4.8 1995 Stock Plan for Non-Employee Directors.
(Incorporated by reference to Exhibit No. 10.16 as
filed with the Company's Amendment No. 1 to Form S-1 on
February 8, 1995, No. 33-56573).
*5 Opinion of Shearman & Sterling as to the validity of
the original issuance of the securities being
registered.
*23.1 Consent of Arthur Andersen LLP.
23.2 Consent of Shearman & Sterling (included in Exhibit 5).
24 Powers of Attorney (included as part of signature
page.
------------
*Filed herewith
ITEM 9. UNDERTAKINGS.
(a) The undersigned Registrant hereby undertakes:
(1) To file, during any period in which offers or sales are being
made, a post-effective amendment to this Registration
Statement:
(i) To include any prospectus required by Section 10(a)(3) of
the Securities Act;
(ii) To reflect in the prospectus any facts or events arising
after the effective date of the Registration Statement (or
the most recent post-effective amendment thereof) which,
individually or in the aggregate, represent a fundamental
change in the information set forth in the Registration
Statement. Notwithstanding the foregoing, any increase or
decrease in volume of securities offered (if the total
dollar value of securities offered would not exceed that
- 6-
which was registered) and any deviation from the low or
high end of the estimated maximum offering range may be
reflected in the form of prospectus filed with the
Commission pursuant to Rule 424(b) if, in the aggregate,
the changes in volume and price represent no more than a
20% change in the maximum aggregate offering price set
forth in the "Calculation of Registration Fee" table in
the effective registration statement.
(iii) To include any material information with respect to the
plan of distribution not previously disclosed in the
Registration Statement or any material change to such
information in the Registration Statement;
Provided, however, that paragraphs (a)(1)(i) and
(a)(1)(ii) do not apply if the Registration Statement is
on Form S-3 or Form S-8 and the information required to be
included in the post-effective amendment by those
paragraphs is contained in periodic reports filed by the
Registrant pursuant to Section 13 or Section 15(d) of the
Exchange Act that are incorporated by reference in the
Registration Statement.
(2) That, for the purpose of determining any liability under the
Securities Act, each such post-effective amendment shall be
deemed to be a new registration statement relating to the
securities offered therein, and the offering of such securities
at that time shall be deemed to be the initial bona fide
offering thereof.
(3) To remove from registration by means of a post-effective
amendment any of the securities being registered which remain
unsold at the termination of the offering.

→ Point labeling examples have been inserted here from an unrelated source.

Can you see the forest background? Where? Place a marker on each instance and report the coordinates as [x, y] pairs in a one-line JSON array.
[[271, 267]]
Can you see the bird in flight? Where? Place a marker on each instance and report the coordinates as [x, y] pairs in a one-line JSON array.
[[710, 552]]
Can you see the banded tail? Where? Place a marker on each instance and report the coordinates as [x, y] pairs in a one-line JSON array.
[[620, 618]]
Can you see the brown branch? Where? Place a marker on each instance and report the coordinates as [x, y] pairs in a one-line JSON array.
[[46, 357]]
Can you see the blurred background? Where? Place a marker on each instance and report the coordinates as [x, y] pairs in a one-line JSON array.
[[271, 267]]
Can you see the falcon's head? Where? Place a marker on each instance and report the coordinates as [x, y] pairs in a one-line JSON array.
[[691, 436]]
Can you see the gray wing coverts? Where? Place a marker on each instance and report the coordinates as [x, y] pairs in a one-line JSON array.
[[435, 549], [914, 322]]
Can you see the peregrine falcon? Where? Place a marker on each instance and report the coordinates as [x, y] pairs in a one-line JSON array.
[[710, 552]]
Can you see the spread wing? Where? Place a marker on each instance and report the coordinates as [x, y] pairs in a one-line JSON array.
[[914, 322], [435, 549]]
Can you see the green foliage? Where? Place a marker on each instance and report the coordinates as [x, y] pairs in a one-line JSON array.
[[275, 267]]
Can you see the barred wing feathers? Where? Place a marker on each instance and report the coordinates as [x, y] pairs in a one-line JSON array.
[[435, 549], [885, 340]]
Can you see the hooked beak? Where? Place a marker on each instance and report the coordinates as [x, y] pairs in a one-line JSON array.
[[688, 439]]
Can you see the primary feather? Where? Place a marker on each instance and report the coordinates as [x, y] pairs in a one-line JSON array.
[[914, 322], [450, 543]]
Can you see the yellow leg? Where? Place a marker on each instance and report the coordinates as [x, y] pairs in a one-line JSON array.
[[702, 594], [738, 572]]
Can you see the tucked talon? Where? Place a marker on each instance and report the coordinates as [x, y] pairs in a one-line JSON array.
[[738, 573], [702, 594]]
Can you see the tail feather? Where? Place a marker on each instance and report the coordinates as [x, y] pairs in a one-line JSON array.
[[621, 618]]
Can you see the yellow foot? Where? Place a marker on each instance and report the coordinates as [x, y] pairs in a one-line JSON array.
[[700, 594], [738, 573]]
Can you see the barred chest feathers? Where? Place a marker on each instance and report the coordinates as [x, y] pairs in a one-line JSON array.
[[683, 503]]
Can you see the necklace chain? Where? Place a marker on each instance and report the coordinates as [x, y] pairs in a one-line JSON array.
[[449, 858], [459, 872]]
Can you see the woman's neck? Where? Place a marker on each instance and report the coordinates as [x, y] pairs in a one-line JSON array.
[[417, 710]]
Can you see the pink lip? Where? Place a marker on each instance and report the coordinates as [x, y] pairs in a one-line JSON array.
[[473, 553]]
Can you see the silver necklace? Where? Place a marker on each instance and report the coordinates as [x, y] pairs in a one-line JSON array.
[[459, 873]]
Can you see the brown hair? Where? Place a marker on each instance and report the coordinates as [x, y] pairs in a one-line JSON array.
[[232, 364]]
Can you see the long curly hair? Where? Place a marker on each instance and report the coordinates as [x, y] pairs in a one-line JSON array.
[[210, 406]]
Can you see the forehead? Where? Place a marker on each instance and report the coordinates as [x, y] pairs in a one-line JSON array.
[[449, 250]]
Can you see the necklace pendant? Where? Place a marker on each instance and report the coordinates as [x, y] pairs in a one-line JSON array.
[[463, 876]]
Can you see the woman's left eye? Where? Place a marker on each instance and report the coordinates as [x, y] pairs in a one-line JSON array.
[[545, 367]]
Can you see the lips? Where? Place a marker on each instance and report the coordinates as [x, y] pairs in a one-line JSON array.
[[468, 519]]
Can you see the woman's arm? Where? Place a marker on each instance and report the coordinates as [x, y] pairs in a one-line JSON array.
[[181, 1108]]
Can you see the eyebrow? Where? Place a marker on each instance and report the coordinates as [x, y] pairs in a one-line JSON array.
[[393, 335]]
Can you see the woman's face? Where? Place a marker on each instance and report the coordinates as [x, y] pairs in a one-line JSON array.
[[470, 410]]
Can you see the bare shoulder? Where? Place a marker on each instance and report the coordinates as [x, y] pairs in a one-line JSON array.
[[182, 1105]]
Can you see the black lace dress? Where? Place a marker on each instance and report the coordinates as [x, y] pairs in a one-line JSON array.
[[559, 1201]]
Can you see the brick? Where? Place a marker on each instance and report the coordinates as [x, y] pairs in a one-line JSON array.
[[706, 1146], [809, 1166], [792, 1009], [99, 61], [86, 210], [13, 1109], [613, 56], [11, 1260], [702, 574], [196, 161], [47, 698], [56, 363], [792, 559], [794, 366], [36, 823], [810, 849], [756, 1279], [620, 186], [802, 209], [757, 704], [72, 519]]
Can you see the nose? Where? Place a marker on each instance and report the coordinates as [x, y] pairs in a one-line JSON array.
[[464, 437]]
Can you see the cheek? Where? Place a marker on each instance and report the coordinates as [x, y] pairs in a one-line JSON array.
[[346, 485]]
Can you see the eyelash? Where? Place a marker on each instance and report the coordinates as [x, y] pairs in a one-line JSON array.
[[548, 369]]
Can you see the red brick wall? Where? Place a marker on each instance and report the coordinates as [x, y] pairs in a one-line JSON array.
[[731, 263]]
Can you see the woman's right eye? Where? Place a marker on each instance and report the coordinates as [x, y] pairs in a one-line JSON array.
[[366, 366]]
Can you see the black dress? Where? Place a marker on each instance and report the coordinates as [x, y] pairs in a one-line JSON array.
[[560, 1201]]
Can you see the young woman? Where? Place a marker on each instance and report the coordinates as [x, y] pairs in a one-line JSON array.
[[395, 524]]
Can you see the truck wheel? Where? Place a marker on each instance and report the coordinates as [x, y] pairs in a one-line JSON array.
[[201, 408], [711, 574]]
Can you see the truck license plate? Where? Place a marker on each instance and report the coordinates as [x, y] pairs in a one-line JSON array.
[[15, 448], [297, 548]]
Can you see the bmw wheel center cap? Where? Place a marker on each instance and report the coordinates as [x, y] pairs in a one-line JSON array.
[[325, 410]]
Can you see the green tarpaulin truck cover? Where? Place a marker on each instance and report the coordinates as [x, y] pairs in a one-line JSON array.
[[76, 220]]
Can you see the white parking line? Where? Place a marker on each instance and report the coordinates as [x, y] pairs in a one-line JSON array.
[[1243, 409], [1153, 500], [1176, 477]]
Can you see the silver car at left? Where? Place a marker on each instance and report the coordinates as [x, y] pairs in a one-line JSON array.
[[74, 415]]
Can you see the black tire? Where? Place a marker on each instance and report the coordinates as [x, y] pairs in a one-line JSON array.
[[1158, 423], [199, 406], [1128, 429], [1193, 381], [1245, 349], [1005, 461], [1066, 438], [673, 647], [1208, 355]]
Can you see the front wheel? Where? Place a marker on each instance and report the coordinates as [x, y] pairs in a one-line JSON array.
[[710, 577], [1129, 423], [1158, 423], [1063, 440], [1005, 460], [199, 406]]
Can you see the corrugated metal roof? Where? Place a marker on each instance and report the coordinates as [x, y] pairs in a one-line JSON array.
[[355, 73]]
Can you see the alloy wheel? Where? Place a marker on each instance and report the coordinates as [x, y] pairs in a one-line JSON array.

(b) The undersigned Registrant hereby undertakes that, for purposes of
determining any liability under the Securities Act, each filing of
the Registrant's annual report pursuant to Section 13(a) or
Section 15(d) of the Exchange Act (and, where applicable, each
filing of an employee benefit plan's annual report pursuant to
Section 15(d) of the Exchange Act) that is incorporated by reference
in the Registration Statement shall be deemed to be a new
registration statement relating to the securities offered therein,
and the offering of such securities at that time shall be deemed to
be the initial bona fide offering thereof.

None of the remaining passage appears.